We arrived at the Gibson Basin aid station (mile 81) in a
pretty bad state but the aid station was a pleasant surprise as we had forgotten
about it since crews were not allowed at the station and therefore we had not
included it on our list. Christian had
become concerned about my health and would have preferred that I dropped at Gibson
Basin. However, I was not going to voluntarily drop and so after some refueling
we headed out. It was again getting hot and we entered about a two mile stretch
of exposed high altitude trail. This portion is a complete blur and about all I
can remember is a patch of trees that Christian had as our goal which never
seemed to get closer. Christian’s ability to keep me moving forward was
remarkable. Once we reached the trees I took another 5 minute nap and we
started on a long gentle downhill in the shade. The grade was just about
perfect and my naps became less frequent, although my pace did not increase
very much as my quads had nothing left.
When I was collapsed on the ground about 5 miles earlier a
passing runner had secretly taken a picture of me which he showed to Van and
the workers at the mile 85 aid station. I was now hours behind schedule and the
volunteers and Darin and Van had become worried. So much so that Van and Darin
borrowed an ATV and were driving up the rough four-wheel drive road to find me.
With about two miles to go before the aid station we ran into each other. Van
and Darin offered to give me a ride to the aid station, as I could no longer
continue to meet the cut-offs, however I did not want to be driven out. I had
to keep going until I made it to the aid station where I knew my race would
end. So with Darin now at my side and Christian slightly ahead I walked it into
the Beaver Creek aid station at mile 85 where my race ended.
The end did not feel very dramatic. I came into the final
aid station as a stumbling mess. I had given it absolutely everything I had.

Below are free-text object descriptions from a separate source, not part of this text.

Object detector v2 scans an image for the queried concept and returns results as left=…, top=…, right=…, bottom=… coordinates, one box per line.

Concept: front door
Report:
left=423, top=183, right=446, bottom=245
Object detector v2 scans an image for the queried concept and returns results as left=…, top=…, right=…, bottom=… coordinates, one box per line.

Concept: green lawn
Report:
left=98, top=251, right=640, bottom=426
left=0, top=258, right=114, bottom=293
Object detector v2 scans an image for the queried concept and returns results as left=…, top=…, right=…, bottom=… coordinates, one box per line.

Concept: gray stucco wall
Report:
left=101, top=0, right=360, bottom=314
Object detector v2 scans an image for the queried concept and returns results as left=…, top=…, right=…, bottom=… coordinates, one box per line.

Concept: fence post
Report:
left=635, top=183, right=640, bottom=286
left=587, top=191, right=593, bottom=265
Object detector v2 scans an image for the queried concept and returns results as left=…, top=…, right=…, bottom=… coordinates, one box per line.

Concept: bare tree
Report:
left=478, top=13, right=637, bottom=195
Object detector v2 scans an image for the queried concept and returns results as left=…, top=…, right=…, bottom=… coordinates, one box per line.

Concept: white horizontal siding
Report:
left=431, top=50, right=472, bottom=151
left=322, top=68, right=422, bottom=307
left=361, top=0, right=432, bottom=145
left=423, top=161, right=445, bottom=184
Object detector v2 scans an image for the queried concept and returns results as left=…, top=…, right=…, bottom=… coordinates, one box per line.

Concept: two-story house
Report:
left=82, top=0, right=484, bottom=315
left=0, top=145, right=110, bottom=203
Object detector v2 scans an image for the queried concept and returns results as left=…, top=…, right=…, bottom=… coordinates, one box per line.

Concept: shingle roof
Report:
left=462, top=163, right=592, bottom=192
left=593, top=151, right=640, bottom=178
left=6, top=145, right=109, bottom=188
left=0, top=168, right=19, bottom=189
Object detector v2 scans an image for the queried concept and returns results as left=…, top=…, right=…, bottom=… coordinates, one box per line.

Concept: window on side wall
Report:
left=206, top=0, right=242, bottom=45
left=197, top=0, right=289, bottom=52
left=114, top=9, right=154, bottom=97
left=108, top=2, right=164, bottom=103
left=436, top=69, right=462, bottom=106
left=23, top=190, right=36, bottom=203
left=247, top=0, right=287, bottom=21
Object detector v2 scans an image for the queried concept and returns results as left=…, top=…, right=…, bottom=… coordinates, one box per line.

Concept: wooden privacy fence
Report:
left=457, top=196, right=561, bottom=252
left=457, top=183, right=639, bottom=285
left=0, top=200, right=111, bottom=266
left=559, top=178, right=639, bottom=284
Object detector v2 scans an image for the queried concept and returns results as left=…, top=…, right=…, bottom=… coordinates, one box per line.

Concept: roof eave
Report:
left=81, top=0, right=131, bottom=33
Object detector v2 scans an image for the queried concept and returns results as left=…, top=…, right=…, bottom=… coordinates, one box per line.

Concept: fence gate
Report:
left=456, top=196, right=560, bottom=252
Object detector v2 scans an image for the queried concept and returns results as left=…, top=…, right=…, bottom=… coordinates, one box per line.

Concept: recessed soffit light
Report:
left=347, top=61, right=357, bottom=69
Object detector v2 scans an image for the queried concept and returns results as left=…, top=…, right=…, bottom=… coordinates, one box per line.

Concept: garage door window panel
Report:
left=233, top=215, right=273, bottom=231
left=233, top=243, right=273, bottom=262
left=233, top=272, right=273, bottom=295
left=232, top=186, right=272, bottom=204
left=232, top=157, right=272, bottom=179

While I did not meet my first goal, I met my second. I did not give up. It
would have been so easy to have quit in one of the three prior aid station and
it would have been justifiable. Heck I could have easily justified quitting at
mile 30 or 40 or any of the previous aid stations or I could have simply pulled
myself from the race weeks before the start given how my training went. But for
whatever reason it was important to me to line up and give it everything I had
and that is what I did. Unfortunately my best was not enough. But I can live
with that. I now know that with the right training, and a certain amount of
luck, finishing the Bear is well within my ability. This is not to say that I’m
entirely OK with not finishing. I never want to be OK with that. You enter a
race to finish. For whatever reason that remains important to me. However, I’m
proud that with the odds stacked against me and with a race that went south
from nearly the beginning I was able muster the mental strength to keep moving
forward and to do so for 85 miles. I’m happy to learn that I can do that.
I left the race with no significant injuries. However, even
now, 16 days since the race, I’m still dealing with significant and near
constant fatigue and my quads still feel dead. I’m also having trouble sleeping
and my mind, at times, still feels foggy. Clearly I taxed my system in a
significant way and it is having trouble resetting. I’ve never dealt with this
before.
A huge thanks goes out to Van, Christian and Darin. People’s
true colors come out during significant adversity and they were so wonderful.
What amazing people. Thanks to my Aunt Carol and Uncle Bill and my Aunt Diane
and Uncle Marvin. They put us up and entertained us. It would be very difficult
not to do the Bear again simply because I enjoy my time with them so much
before and after the race. It is great to have an excuse to travel to Utah and
spend time with them. Finally thanks to those of you here in Tallahassee who
helped with our kids while we were gone. Given our kids’ schedules that was a
major undertaking and we appreciate what you did very much.
Will I line up next year? I don’t know. I love the race and
finishing it remains important to me. But the sacrifice is huge in so many ways
and the timing of the race is less than ideal. So we will see. It is hard to
imagine not doing it but that doesn’t mean I should or will.
Me and Christian heading out (mile 75)...
and me collapsed in the dirt (mile 78ish).